I asked. “I should think a moderately active
calf would be hard to manage that way.”
[Illustration: CARING FOR THE CALVES]
“Oh, at first a little, but
after a while they come to like it, and by the time
they are ready for killing they are as tender as humming
birds’ tongues,” said Memnon. “If
you take him young enough, you can do almost anything
you like with a calf.”
It seemed like a marvellous scheme,
and far more humane than that of fattening geese for
the sale of their livers.
“And this coffee, Memnon?
You said it was fresh from the dairy of the gods.
You get your coffee from the dairy?” I asked.
“The breakfast coffee—yes,
sir,” replied Memnon. “Fresh every
morning. You must ask the steward to let you see
the café-au-lait herd—”
“The what?” I demanded.
“The café-au-lait herd,”
repeated Memnon. “A special permit is required
to go through the coffee pasture where these cows are
fed. Some one, who had a grudge against Pales,
who is in charge of the dairymaids, got into the field
one night and sowed a lot of chicory in with the coffee,
and the result was that the next season we got the
worst coffee from those cows you ever tasted.
So they made a rule that no one is allowed to go there
any more without a card from the steward.”
“You don’t mean to say—”
I began.
“Yes, I do,” said Memnon.
“It is true. We pasture our cows on a coffee
farm, and, instead of milk, we get this that you are
drinking.”
“Wonderful idea!” said I.
“It is, indeed,” said
Memnon; “that is, from your point of view.

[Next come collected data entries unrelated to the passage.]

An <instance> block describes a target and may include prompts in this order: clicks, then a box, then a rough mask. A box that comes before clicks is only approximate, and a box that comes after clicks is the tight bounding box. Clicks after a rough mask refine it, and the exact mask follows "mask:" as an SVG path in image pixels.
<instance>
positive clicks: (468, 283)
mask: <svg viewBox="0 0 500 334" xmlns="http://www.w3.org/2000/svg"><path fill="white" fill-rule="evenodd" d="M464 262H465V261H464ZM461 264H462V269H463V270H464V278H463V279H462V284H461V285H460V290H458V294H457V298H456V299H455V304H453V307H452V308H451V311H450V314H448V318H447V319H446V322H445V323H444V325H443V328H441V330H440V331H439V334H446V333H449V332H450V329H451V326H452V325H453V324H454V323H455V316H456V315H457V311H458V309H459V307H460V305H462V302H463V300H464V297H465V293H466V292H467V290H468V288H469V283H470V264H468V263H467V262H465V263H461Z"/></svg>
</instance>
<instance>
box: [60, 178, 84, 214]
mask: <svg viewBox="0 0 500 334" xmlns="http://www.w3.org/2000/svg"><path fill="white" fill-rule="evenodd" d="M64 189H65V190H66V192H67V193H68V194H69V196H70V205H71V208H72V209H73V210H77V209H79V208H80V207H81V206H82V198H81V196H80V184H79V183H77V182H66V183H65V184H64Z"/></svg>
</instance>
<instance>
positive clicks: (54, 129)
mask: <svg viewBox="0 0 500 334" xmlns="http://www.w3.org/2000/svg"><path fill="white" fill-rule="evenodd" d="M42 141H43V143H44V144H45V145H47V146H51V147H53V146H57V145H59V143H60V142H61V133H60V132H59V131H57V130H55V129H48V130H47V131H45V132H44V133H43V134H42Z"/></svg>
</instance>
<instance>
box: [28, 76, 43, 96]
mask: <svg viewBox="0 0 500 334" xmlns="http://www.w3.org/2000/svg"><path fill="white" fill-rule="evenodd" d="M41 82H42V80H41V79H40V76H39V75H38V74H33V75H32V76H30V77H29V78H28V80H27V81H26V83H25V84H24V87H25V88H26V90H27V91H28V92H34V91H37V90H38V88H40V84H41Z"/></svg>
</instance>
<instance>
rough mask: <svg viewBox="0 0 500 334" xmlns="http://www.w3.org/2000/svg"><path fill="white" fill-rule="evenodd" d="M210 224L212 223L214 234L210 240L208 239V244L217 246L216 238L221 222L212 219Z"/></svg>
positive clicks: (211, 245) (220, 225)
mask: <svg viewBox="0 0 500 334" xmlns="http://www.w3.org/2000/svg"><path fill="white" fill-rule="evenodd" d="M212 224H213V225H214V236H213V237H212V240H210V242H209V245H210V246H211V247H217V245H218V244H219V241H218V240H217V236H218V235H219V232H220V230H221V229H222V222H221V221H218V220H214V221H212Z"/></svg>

From ours, it does not seem so strange. We are
used to marvels here, sir,” he continued.
“Would you care for anything more, sir?”
“No, Memnon,” said I.
“I have fared sumptuously—my—ah—my
appetite is somewhat taken away by all these tremendous
things.”
“I will have an appetite up
for you, if you wish,” he replied, simply, as
if it were the easiest thing in the world.
“No, thank you,” said
I. “I think I’ll wait until I am acclimated.
I never eat heavily for the first twenty-four hours
when I am in a strange place.”
And with this I went to the door,
feeling, I must confess, a trifle ill. The steak
and coffee were all right, but there was a suggestion
of pain in my right side. I could not make up
my mind if it were the six hundred melons or whether
a nugget from the omelet had got caught in my vermiform
appendix.
At any rate, I didn’t wish to eat again just
then.
At the door the sedan-chair and the
two little blackamoors were awaiting me.
“We have orders to take you
to the Zoo, sah,” said Sambo.
“All right, Sambo,” said
I. “I’m all ready. A little air
will do me good.”
And we moved along.
I forgot to mention that, as he closed
the chair door upon me, Memnon handed me back the
silver dollar I had given him.
“What is this, Memnon?” said I.
“The dollar you wished me to keep for you, sir,”
he replied.
“But I intended it for you,” said I.
His face flushed.
“I am just as much obliged,
sir, but, really, I couldn’t, you know.
We don’t take tips in Olympus, sir.”
“Indeed?” said I.
“Well—I’m sorry to have offended
you, Memnon. I meant it all right. Why didn’t
you tell me when I gave it you?”
“I should have given you a check
for it, sir. I supposed you didn’t wish
to carry anything so heavy about with you.”
“Ah!” said I, replacing
the dollar in my pocket. “Thank you for
your care of it, Memnon. No offence, I hope?”
“None at all, sir,” he
replied, again showing his wonderful ivory teeth.
“I don’t take offence at anything so trifling.
Had you handed me a billion dollars, I should have
declined to wait on you.”
And he bowed me away in a fashion
which made me feel keenly the narrowness of my escape.